¿Buscas una botana o guarnición que sea fácil, rápida y absolutamente deliciosa? ¡Has llegado al lugar correcto! Estas berenjenas fritas en un rebozado crujiente son la respuesta. Olvídate de las berenjenas blandas o aceitosas; con esta receta, conseguirás unos bocados dorados y crujientes por fuera, pero tiernos y jugosos por dentro. El secreto está en un doble rebozado que garantiza una textura irresistible. Acompáñalas con nuestra sencilla salsa cremosa y tendrás el aperitivo perfecto para cualquier ocasión.
Ingredientes para las berenjenas fritas en rebozado crujiente
- 1 berenjena mediana
- 1 huevo
- 2 cucharadas de harina de trigo
- 4 cucharadas de pan rallado
- 2 cucharaditas de sésamo negro
- 2 cucharaditas de sésamo negro
- sal y pimiento rojo al gusto
- aceite vegetal para freír
Ingredientes para la salsa
- 4 cucharadas de smetana (una crema agria espesa, se puede sustituir por yogur griego o crema agria) o yogur natural
- 1 cucharadita de pasta de tomate
- 1 cucharada de aceite de oliva extra virgen
- sal, azúcar, pimentón
Modo de preparación de las berenjenas fritas en rebozado crujiente
Cortamos la berenjena en rodajas y luego las cortamos por la mitad. Si la berenjena es grande, córtala en bastones gruesos.

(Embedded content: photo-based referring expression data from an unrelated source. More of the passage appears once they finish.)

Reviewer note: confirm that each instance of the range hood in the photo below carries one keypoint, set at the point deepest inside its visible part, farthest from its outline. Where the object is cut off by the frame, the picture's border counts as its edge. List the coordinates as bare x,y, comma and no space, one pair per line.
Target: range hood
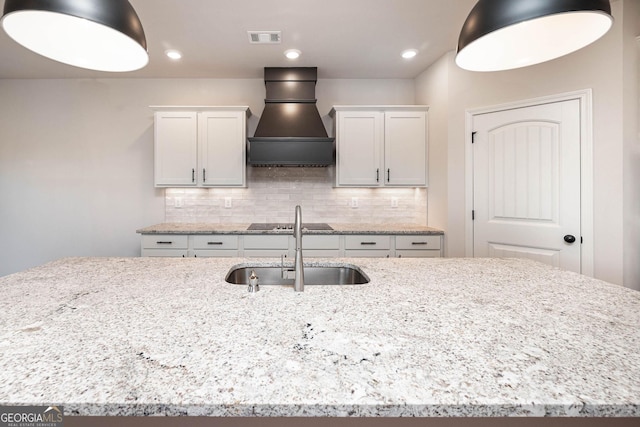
290,131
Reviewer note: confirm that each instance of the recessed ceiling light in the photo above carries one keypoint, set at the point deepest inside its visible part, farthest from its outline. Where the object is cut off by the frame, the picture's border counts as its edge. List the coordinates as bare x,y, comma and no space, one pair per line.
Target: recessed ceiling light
292,53
173,54
409,53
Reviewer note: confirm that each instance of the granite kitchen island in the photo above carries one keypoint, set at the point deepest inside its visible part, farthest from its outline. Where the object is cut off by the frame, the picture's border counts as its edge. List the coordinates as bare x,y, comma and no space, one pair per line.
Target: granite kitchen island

Espolvoreamos la berenjena cortada con sal, mezclamos con cuidado y dejamos reposar unos minutos para que la sal se absorba y las verduras se ablanden. Si durante este proceso sueltan líquido, hay que escurrirlo.

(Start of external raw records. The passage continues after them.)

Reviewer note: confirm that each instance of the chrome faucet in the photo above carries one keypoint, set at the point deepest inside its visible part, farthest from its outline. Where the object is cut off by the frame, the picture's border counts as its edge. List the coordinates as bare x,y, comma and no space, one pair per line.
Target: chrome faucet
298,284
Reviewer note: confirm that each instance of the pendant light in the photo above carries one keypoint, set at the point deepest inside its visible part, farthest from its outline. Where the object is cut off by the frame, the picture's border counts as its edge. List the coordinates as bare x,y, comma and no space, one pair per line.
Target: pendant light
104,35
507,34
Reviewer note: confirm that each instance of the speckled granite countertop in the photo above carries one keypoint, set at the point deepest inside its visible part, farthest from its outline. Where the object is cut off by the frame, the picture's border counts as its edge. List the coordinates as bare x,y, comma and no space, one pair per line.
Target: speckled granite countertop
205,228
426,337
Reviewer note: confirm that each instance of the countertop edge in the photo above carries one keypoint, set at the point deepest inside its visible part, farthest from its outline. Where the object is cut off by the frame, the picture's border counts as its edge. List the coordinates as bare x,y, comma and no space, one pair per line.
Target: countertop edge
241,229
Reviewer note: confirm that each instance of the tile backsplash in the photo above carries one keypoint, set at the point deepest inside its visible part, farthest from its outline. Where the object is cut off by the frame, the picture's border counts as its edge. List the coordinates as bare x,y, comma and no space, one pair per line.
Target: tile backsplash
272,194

En un bol aparte, rompemos un huevo y añadimos sal. Batimos la mezcla con un tenedor hasta que quede homogénea.

Ponemos las berenjenas cortadas en una bolsa con harina, la cerramos bien y la agitamos para que la harina se adhiera a las verduras húmedas.
En una bolsa, ponemos la harina de trigo. Añadimos las berenjenas cortadas, cerramos bien la bolsa y la agitamos para que la harina se adhiera a las verduras húmedas. Esta es la primera capa del rebozado, a la que se adherirán bien el huevo y el pan rallado.

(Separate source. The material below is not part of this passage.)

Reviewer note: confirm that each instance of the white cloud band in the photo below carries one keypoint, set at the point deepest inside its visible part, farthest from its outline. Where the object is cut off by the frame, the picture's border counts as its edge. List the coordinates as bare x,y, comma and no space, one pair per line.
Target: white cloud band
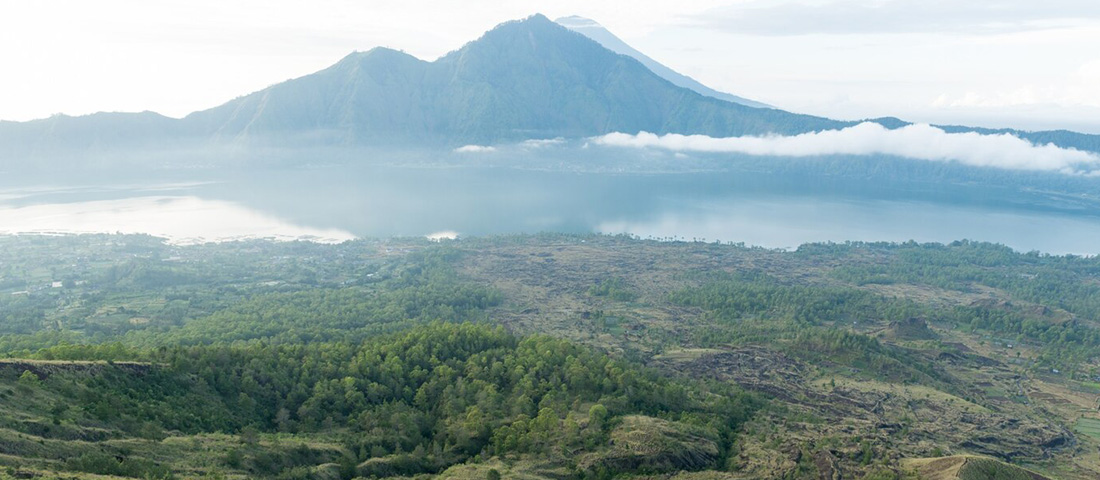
914,141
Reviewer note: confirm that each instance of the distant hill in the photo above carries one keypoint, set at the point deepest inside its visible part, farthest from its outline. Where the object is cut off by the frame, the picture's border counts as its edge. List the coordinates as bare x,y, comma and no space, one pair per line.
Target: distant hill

Pasamos los trozos de berenjena enharinados primero por el huevo batido y luego por la mezcla de pan rallado y sésamo.
En otro bol, mezclamos el pan rallado, el sésamo negro o blanco, una pizca de pimentón o pimiento rojo picante. Mezclamos bien el rebozado seco.
Pasamos los trozos de berenjena enharinados primero por el bol con el huevo batido y luego por la mezcla de pan rallado y sésamo. Usamos una cuchara para cubrir las berenjenas con la mezcla, ya que el rebozado se pega a las manos.
Colocamos las berenjenas preparadas en una tabla de cortar. Así, se pueden guardar en el refrigerador durante varias horas y freír justo antes de la cena.
En una sartén, vertemos aceite vegetal refinado para freír. Calentamos el aceite durante 5 minutos. Colocamos las berenjenas en el aceite bien caliente. Esta receta también es adecuada para una freidora.
Freímos las berenjenas hasta que estén doradas. Les damos la vuelta y las doramos por el otro lado.
Colocamos las berenjenas listas sobre papel de cocina para que el exceso de aceite sea absorbido.
Preparamos una salsa para dipear. En un tazón pequeño, mezclamos smetana (una crema agria espesa, se puede sustituir por yogur griego o crema agria) baja en grasa o yogur natural sin azúcar con pasta de tomate y aceite de oliva extra virgen. Sazonamos al gusto con sal, añadimos una pizca de azúcar y pimentón dulce molido. Mezclamos bien y la salsa está lista. Si te gusta la salsa picante, sustituye el pimentón por chile molido.
En un plato, colocamos hojas de lechuga verde. Sobre las hojas, ponemos las berenjenas fritas. Servimos con la salsa para dipear.
¡Y listo! Ya tienes una botana espectacular que seguramente desaparecerá del plato en minutos. Estas berenjenas crujientes son increíblemente versátiles: sírvelas como aperitivo en una reunión con amigos, como guarnición para un plato de carne o pescado, o simplemente como un antojo para una tarde de películas. No dudes en experimentar con la salsa, añadiendo hierbas frescas como cilantro o un toque de ajo. Esperamos que disfrutes de esta receta tanto como nosotros. ¡Buen provecho!